AINOnline [Recipe Request]

Samdiggly · 06-09-2019, 02:31 PM

Hello all,
First time posting here.
I am looking for a recipe to be created for https://www.ainonline.com/.
I would do it myself but I have no experience at all in this sector.
Thanks

lui1 · 06-10-2019, 07:03 PM

Hello Samdiggly,

This downloads the articles displayed on the homepage.

Recipe for AINOnline:

Code:

#!/usr/bin/env python2
# vim:fileencoding=utf-8
# License: GPLv3 Copyright: 2019, Jose Ortiz <jlortiz84 at gmail.com>

from __future__ import (unicode_literals, division, absolute_import,
                        print_function)
from calibre.web.feeds.recipes import BasicNewsRecipe


INDEX = 'https://www.ainonline.com/'


def absurl(url):
    if url.startswith('/'):
        url = INDEX + url[1:]
    return url


def classes(classes):
    q = frozenset(classes.split(' '))
    return dict(attrs={
        'class': lambda x: x and frozenset(x.split()).intersection(q)})

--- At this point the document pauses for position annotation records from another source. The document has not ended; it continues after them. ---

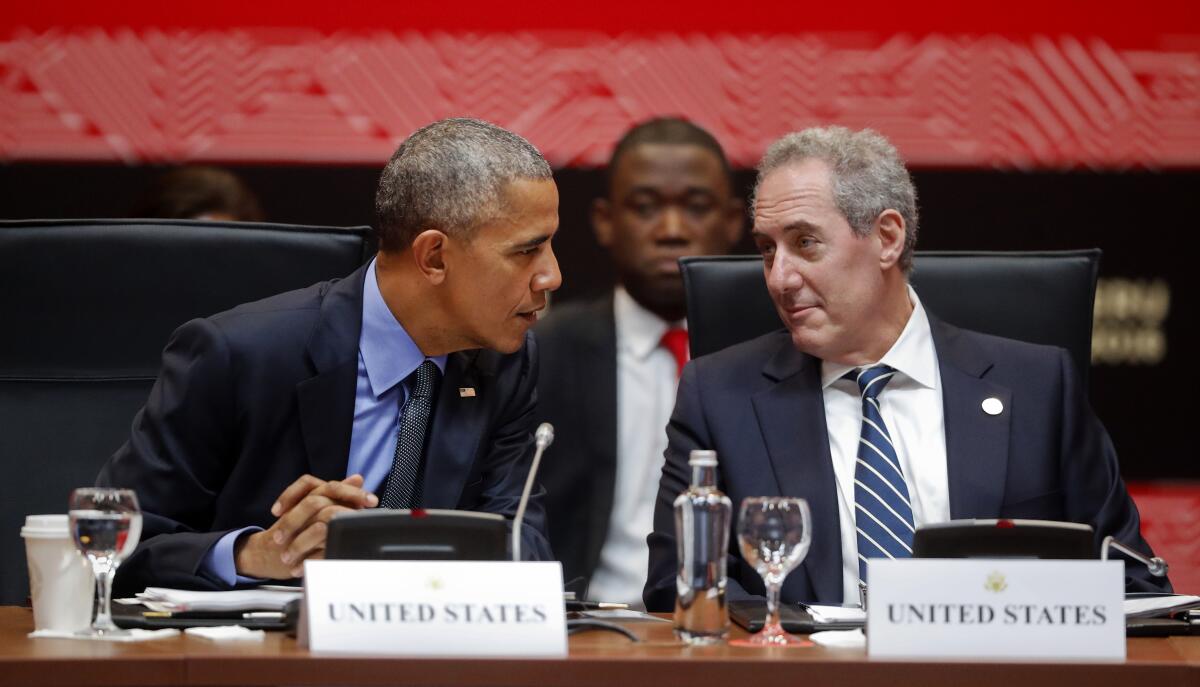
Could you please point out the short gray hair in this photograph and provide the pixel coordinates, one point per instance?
(450, 175)
(867, 177)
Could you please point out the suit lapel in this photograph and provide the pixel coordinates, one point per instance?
(325, 401)
(976, 442)
(456, 429)
(791, 418)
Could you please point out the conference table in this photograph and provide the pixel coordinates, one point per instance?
(595, 658)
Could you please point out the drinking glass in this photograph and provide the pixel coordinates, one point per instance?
(106, 525)
(774, 535)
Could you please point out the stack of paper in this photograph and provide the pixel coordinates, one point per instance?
(837, 614)
(1158, 605)
(177, 601)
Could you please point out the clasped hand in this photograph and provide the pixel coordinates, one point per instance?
(303, 513)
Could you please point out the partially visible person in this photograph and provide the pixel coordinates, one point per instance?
(883, 417)
(610, 366)
(411, 383)
(201, 193)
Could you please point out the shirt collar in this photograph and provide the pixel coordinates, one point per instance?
(912, 354)
(388, 352)
(639, 330)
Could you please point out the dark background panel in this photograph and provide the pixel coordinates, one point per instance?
(1140, 220)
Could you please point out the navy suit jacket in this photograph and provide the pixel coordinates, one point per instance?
(760, 406)
(251, 399)
(577, 394)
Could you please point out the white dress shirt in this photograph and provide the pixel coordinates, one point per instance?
(646, 390)
(911, 405)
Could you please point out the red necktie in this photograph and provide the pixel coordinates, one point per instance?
(676, 340)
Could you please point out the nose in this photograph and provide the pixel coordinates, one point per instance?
(547, 278)
(672, 226)
(783, 275)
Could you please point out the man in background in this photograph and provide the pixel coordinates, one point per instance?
(201, 193)
(610, 366)
(881, 416)
(411, 383)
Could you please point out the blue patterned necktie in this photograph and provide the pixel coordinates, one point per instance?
(882, 511)
(403, 485)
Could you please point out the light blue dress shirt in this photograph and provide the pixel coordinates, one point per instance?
(387, 357)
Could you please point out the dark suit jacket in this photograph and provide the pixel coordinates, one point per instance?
(760, 406)
(577, 394)
(251, 399)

class AINOnline(BasicNewsRecipe):
    title = 'Aviation International News'
    __author__ = 'Jose Ortiz'
    description = ('Aviation International News covers all sectors of the aviation'
                   ' industry, from business aviation to air transport to defense and'
                   ' unmanned aerial vehicles.')
    language = 'en'
    encoding = 'utf-8'
    no_stylesheets = True
    remove_javascript = True
    masthead_url = 'https://www.ainonline.com/sites/ainonline.com/themes/ain30/images/ainlogo-small.jpg'
    keep_only_tags=[classes('main-content')]
    remove_tags = [
        dict(name=['button','input']),
        dict(attrs={'class': lambda x: x and 'comments' in x})
    ]

    def parse_index(self):

        soup = self.index_to_soup(INDEX)

        # css selectors for articles
        #     .view-content [class *= 'featured-story']
        #     .view-content .views-row
        article_attrs = {
            'class': lambda x: x and (
                'featured-story' in x
                or {'views-row'}.intersection(x.split()))}

        ans = []

        for section in soup.findAll(**classes('view-content')):

            if section.findParent(
                    attrs=dict(id='featured')) is not None:
                current_section = 'Featured'
            elif section.findParent(
                    attrs=dict(
                        id='home-top-stories')) is not None:
                current_section = 'Top Stories'
            elif section.findParent(
                    attrs=dict(
                        id='quicktabs-container-latest_trending'
                    )) is not None:
                current_section = 'Latest/Trending'
            else:
                current_section = 'Articles'

            articles = []
            for div in section.findAll(attrs=article_attrs):
                if {'views-row'}.intersection(div['class'].split()):
                    a = div.find(**classes('title')).a
                elif 'featured-story' in div['class']:
                    a = div.find(
                        lambda tag: tag.name == 'a'
                        and tag.find(['h1','h2','h3','h4','h5','h6'])
                        is not None)
                title = self.tag_to_string(a)
                url = absurl(a['href'])
                desc = ''
                r = div.find(**classes('teaser'))
                if r is not None:
                    desc = self.tag_to_string(r)
                articles.append(
                    {'title': title, 'url': url, 'description': desc})
            if articles:
                for title, articles_  in ans:
                    if current_section == title:
                        articles_.extend(articles)
                        break
                else:
                    ans.append((current_section, articles))

        return ans

duluoz · 06-11-2019, 07:15 AM

Quote:

Originally Posted by lui1

Hello Samdiggly,

This downloads the articles displayed on the homepage.

Hi lui1,

When using this recipe with ebook-convert I get an error message from line 75 saying:

Code:

'list' object has no attribute 'split'

Any ideas why this could be?

Thanks again

lui1 · 06-11-2019, 04:58 PM

Quote:

Originally Posted by duluoz

Hi lui1,

When using this recipe with ebook-convert I get an error message from line 75 saying:

Code:

'list' object has no attribute 'split'

Any ideas why this could be?

Thanks again

I don't know why you are getting that error message, but I'm using calibre
version 3.39.1 and the recipe works fine for me. What version are you
using?

Anyways, I made a few changes to it so that it looks more consistent, but it's
practically the same recipe. Maybe it will solve the problem.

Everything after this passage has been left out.